In The Rubber Room, it is also claimed that the city's teacher union, the United Federation of Teachers, neglects to provide proper representation to teachers assigned to reassignment centers. Exonerated teachers often become absent teacher reserve teachers.
The Department of Education blamed union rules that made it difficult to fire teachers. Some teachers assert that they have been sent to reassignment centers because they are whistleblowers against administrators for falsifying student test results or publicly challenging former Schools Chancellor Joel Klein. Three Department of Education employees speaking to the UFT's "New York Teacher," confirmed teachers' allegations that Fordham High School for the Arts principal Iris Blige filed allegations against the school's UFT chapter leader, to place her in a reassignment center, in order to intimidate her and to set an example to the school's staff.
Reassignment centers arose as a budgetary concern in bureaucratic studies and press coverage in Spring 2008, and cost the city more than $65 million per year in labor expenses. In April, 2010, the city and teachers' union reached an agreement to end the practice. This agreement came in the midst of the first public presentation of a documentary on the centers.

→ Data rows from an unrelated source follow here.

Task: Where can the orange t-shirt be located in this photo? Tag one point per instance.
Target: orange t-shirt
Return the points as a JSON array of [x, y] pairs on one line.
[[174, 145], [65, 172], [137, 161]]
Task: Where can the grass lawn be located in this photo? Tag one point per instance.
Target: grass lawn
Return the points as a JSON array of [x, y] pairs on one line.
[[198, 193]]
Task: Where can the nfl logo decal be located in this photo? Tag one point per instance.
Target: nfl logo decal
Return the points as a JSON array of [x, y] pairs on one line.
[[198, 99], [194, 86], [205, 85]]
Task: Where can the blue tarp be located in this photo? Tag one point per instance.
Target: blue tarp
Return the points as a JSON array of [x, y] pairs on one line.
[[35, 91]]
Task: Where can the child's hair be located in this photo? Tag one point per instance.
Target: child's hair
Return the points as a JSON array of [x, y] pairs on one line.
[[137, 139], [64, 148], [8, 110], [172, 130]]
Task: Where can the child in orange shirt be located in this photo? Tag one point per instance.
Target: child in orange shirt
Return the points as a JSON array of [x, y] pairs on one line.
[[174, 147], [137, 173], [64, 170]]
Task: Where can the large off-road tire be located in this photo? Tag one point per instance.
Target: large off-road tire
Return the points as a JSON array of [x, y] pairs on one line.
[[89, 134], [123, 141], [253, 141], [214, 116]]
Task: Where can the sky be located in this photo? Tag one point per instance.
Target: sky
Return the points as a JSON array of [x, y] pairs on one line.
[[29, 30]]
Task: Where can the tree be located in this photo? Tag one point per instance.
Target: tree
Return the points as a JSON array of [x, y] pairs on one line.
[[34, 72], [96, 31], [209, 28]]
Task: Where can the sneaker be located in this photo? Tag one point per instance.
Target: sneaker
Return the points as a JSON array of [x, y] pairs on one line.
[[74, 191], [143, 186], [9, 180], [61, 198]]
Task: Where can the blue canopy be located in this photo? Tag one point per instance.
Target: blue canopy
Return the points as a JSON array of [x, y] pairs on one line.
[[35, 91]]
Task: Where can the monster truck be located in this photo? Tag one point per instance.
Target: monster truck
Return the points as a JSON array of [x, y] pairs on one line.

Since the rubber room agreement, the only substantive change has been that there are no longer large rooms filled with reassigned teachers. Teachers are typically reassigned within their own schools, or to other Department of Education buildings throughout the city. Although teachers are now being charged more quickly, it still takes several years to complete the hearing process and for the arbitrator to render a decision. Many teachers are subsequently brought up on "3020-a" charges, which refer to the section of the New York State education law dealing with the discipline of tenured teachers. Unlike any other school district in New York State, no independent panel must vote to prefer charges against a tenured teacher in New York City. The 3020-a trial is held before an independent arbitrator, who is paid by the New York State Education Department but is selected jointly by the New York City Department of Education and the United Federation of Teachers.